Usually tears hurt. Usually, my eyes burn while my throat closes and my nose pinches in defense against betraying tears, but as I look at the bus driver sitting on his ragged seat, tears slip from my eyes like silk. I see this man in this moment; I almost walked past him.
“Yes, thank you. What’s your name?”
“Gilbert.”
After a short conversation with Gilbert, I quietly unlock my front door. My house is dark but I can find the couch. When I do, I kneel on the floor for a moment while my eyes start to find the light and shapes in the room. The momentum of my epiphany begins dissolving as I watch Steve sleep. Being choked by his past adoring thoughts seems more enticing than facing this current heavy reality. Quickly, before I won’t, I whisper, “I still love you.”

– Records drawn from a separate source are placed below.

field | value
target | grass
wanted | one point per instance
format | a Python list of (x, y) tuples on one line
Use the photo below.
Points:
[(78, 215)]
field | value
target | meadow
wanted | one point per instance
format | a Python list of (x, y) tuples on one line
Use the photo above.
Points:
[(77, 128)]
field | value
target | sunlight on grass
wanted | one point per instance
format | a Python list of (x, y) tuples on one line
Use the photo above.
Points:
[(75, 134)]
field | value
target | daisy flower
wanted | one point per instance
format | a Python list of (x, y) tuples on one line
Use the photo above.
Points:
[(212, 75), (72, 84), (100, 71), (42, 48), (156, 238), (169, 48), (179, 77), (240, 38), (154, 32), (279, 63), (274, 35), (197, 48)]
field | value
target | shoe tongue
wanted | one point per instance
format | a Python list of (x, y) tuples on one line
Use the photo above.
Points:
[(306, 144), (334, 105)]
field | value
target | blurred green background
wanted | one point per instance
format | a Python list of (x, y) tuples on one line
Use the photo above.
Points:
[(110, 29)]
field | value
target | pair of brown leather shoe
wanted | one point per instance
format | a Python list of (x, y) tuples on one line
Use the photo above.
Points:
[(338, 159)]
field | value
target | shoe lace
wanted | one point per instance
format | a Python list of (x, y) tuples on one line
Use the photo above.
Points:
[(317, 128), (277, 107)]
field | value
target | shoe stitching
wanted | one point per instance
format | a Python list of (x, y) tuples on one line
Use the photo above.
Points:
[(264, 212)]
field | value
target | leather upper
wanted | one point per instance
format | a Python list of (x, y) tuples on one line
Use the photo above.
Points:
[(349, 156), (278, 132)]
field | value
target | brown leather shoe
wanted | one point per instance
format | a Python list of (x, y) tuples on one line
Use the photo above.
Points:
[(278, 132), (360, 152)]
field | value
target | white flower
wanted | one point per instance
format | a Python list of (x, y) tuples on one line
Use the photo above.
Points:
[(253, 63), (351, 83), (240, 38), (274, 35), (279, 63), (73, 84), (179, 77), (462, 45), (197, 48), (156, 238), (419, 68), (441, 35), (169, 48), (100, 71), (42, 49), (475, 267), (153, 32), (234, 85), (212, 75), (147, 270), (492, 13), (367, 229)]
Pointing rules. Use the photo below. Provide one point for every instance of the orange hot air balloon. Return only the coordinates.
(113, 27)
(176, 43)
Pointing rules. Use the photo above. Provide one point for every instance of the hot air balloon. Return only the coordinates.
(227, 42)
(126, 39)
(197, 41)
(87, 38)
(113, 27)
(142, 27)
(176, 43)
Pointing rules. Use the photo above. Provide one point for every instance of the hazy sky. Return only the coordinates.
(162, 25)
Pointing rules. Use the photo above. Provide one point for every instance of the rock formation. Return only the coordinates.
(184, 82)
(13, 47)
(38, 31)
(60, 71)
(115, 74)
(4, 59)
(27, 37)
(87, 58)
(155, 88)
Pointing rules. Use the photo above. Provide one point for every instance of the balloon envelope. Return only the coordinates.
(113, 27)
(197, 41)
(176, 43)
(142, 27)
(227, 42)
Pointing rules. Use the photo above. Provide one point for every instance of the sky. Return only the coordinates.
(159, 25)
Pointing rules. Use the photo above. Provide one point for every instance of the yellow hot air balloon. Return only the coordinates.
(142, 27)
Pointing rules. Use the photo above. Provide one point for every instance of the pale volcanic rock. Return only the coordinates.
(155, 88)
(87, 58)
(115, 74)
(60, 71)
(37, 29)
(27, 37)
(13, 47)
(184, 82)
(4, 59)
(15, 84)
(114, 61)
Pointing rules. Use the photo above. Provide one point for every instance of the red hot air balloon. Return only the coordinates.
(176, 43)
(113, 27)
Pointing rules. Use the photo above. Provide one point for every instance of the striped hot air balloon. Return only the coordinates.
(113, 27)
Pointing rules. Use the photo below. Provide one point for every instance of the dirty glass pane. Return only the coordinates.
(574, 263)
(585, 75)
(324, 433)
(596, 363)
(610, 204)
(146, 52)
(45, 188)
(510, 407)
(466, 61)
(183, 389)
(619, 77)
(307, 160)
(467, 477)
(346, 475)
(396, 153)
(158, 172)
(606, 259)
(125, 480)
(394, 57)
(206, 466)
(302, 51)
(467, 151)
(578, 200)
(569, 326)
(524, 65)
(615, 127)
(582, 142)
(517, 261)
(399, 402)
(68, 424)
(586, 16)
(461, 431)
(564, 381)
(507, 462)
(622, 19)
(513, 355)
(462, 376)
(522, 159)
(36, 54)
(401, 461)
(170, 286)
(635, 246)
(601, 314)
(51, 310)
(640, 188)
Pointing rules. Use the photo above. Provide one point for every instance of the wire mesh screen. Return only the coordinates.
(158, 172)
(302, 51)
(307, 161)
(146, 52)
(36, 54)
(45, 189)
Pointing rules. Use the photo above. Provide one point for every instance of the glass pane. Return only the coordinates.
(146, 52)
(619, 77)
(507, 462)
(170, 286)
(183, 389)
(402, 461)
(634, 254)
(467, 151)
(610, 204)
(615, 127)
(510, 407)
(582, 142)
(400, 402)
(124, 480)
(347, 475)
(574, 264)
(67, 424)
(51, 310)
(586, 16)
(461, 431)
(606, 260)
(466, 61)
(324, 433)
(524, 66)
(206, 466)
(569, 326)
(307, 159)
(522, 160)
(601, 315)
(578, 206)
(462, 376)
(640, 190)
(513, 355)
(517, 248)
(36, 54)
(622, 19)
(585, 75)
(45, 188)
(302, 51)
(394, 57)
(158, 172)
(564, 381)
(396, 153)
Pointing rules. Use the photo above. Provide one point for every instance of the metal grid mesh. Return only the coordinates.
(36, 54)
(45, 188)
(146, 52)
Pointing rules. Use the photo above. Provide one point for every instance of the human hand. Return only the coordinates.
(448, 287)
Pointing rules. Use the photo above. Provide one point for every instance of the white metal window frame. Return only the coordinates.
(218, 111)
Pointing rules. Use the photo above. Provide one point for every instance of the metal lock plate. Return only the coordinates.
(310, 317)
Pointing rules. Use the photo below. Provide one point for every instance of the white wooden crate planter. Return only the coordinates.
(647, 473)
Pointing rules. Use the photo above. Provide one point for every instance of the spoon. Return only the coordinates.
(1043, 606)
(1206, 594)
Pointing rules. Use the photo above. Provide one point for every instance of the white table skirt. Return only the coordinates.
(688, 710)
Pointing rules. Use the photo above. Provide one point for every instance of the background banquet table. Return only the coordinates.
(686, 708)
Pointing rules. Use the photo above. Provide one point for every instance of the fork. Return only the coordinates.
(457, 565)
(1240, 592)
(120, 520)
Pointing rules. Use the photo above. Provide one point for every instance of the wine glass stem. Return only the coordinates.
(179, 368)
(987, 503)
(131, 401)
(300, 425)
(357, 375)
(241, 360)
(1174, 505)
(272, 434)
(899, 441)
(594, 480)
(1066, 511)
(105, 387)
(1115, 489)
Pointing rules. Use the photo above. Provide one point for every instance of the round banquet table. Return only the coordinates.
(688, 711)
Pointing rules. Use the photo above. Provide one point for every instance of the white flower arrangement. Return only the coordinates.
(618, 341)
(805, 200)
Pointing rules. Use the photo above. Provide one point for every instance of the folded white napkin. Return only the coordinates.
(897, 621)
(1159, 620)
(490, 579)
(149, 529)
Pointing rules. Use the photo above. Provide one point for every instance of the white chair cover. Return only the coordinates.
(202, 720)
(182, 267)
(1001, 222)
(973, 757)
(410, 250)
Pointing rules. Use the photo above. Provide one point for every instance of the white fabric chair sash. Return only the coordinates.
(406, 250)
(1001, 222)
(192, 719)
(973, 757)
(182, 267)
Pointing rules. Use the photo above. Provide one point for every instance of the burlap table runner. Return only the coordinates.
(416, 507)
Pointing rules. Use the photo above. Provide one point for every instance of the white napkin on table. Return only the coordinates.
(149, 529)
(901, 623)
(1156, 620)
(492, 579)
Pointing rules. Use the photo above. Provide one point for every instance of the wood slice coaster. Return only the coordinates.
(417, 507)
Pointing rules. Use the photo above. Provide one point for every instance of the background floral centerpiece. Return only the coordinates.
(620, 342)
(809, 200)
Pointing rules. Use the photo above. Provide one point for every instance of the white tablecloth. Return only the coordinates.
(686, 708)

Steve rubs his face, convulses and shouts when his eyes open to my face by his. I almost laugh but urgently say again, “I still love you.”
Steve sighs and puts his face in his hands. He mumbles tiredly, not because he woke up, but because he’s tired, “Oh, Emma…I love you, too.”
“I know, Steve.” He lifts his head and those blue eyes meet mine. I remember what mine look like through his. “I just forgot.”